神奇地,展翼就这样在两人眼皮底下消失了,这瞒天帐真有隐身效果,非常奇妙。
福安从展天鹏进来房间之后,一直出于震惊惊吓的状态,他无法相信,对他来说,强大无比的展家竟然要烟消云散,他无法接受这个事实。
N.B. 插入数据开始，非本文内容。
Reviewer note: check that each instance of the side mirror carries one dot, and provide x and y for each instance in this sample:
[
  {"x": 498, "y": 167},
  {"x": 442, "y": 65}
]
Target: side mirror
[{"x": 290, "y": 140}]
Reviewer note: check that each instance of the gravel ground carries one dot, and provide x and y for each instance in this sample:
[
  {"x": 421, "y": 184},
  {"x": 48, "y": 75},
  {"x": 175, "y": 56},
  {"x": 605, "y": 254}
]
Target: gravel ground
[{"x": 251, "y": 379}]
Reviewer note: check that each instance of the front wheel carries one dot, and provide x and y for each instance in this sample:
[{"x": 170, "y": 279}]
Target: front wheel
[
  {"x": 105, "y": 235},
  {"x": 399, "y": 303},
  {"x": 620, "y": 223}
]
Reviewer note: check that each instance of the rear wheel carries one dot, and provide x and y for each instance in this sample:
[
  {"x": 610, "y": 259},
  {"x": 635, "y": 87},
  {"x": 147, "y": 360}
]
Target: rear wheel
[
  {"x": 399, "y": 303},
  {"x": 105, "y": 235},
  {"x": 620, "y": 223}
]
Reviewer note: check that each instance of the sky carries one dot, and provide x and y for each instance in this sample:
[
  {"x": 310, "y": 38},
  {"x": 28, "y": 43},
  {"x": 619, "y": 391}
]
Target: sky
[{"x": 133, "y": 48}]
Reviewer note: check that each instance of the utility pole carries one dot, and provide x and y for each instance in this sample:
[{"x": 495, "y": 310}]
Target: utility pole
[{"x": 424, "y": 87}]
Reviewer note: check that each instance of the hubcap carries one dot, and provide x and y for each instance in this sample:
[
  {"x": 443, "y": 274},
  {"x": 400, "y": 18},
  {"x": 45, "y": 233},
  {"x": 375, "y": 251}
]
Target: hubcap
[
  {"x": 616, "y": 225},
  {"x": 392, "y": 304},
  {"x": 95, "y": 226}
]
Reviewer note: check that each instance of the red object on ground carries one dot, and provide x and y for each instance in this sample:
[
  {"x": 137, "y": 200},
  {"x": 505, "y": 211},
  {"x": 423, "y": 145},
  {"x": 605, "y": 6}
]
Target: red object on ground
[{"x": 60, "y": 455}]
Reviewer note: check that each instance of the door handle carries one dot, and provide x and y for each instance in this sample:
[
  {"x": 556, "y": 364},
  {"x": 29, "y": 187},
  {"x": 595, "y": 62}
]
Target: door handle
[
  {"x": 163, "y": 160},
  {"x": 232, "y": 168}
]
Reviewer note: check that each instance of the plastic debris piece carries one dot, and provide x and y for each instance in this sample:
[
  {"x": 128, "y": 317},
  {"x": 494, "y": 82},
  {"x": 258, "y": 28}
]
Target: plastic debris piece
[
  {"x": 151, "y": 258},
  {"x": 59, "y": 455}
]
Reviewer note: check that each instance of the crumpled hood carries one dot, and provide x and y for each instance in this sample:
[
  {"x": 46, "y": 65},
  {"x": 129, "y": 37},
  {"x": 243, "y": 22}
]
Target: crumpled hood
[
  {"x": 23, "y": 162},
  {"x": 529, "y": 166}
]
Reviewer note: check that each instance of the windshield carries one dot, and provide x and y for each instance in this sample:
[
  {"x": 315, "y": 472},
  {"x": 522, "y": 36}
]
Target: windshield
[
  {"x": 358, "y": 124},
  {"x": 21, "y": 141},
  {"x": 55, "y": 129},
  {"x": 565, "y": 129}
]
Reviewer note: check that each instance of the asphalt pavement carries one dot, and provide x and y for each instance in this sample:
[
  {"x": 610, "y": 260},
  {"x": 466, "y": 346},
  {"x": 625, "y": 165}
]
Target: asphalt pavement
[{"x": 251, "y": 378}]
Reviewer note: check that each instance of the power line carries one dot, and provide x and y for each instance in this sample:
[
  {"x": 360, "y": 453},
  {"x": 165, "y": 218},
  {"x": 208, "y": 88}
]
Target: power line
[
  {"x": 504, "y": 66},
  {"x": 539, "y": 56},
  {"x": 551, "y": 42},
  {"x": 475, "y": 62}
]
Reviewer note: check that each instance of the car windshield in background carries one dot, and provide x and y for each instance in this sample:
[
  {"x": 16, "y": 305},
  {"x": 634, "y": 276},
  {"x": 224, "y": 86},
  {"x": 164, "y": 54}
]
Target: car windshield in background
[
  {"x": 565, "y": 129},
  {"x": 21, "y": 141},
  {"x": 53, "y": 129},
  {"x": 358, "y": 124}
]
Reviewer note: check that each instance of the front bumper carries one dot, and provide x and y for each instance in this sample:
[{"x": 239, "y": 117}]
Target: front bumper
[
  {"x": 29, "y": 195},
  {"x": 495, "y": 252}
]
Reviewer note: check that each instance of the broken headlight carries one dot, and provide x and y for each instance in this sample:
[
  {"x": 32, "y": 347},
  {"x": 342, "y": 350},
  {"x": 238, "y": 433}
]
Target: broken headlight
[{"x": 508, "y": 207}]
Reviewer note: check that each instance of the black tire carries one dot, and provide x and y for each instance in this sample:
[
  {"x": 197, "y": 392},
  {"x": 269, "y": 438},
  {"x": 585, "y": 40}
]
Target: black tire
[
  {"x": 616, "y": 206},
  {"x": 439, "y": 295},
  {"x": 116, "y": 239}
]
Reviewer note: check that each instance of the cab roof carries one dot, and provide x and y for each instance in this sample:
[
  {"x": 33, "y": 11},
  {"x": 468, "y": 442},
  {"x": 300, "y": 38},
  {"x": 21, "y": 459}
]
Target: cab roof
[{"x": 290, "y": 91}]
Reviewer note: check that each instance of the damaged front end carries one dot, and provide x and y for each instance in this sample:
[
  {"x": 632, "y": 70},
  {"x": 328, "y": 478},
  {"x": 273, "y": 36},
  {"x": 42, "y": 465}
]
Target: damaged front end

但话是从展天鹏嘴里说出的,由不得他不相信。
展天鹏见展翼真的消失不见了,他伸手向前摸了摸,发现还能摸到展翼的身体,只是眼睛看不到了。他放下心来,摸索着将展翼放在墙角安全处。
安置好展翼,他这才回过头来,神色复杂的看向福安。
福安眼睁睁的看着展天鹏的一系列动作,什么话都说不出,眼见展天鹏最后又复杂无比的望着他,他更加紧张,不知所措。
“福安……”展天鹏眼神里充满了愧疚,眼睛又慢慢润湿,走向福安。
福安看着失态的老爷,下意识道:“老爷。”
他还想去行礼,这是长久以来形成的习惯,但展天鹏的下个动作却让他慌乱起来。
“嘭!”展天鹏竟然向他跪了下来,一个响头磕下去,掷地有声。
“福安,老爷给你磕头,你受我这一拜!”展天鹏声音颤抖,悲痛不已。
“啊!”福安尖叫着跳开,在一旁跪了下来,哭着不知所措。
“嘭!”展天鹏又扣了一头,把福安吓得脸色发白,软瘫在地。
“福安,福安,”展天鹏突然跪爬着到他跟前,抓起他的肩膀,看着面色发白的福安,颤抖道:“福安…老爷有件事求你,你答不答应都行。”
看着展天鹏期望的眼神,他下意识点了点头:
“老,老爷…您,您说,我什么事都答应您。”
“好,好,福安,福安,你听我说,外面有我们挡不住的人杀过来了,那瞒天帐只能救一个人,我们都要死。但我不能让翼儿死,我死也不能让他死。但他们知道我有个独子,待会儿会用他来威胁我。如果这样,翼儿就会受尽折磨而死。不过福安,我这里有一种药,”
说着他从怀中哆哆嗦嗦摸出一瓶翠绿的液体,轻轻打开瓶塞,闻起来有点腥,
“这药是翼儿的母亲给我的,如果你愿意混着翼儿的血喝下去,你就会变成他的模样,到时候谁也看不出来你是变化的。你随机应变,他们就不会察觉。只要你不把翼儿供出来,他们就不会去搜翼儿,你要是答应我,我来世给你结草衔环,报答你的大恩!”
不等福安反应过来,展天鹏就把那滴鲜血滴了进去。
“叮…”微微有些波澜,鲜血与药很快就融合了。
这药必须自己心甘情愿喝下去会起作用,如果他不是对方必杀的目标,他会毫不犹豫喝下去,替儿子而死。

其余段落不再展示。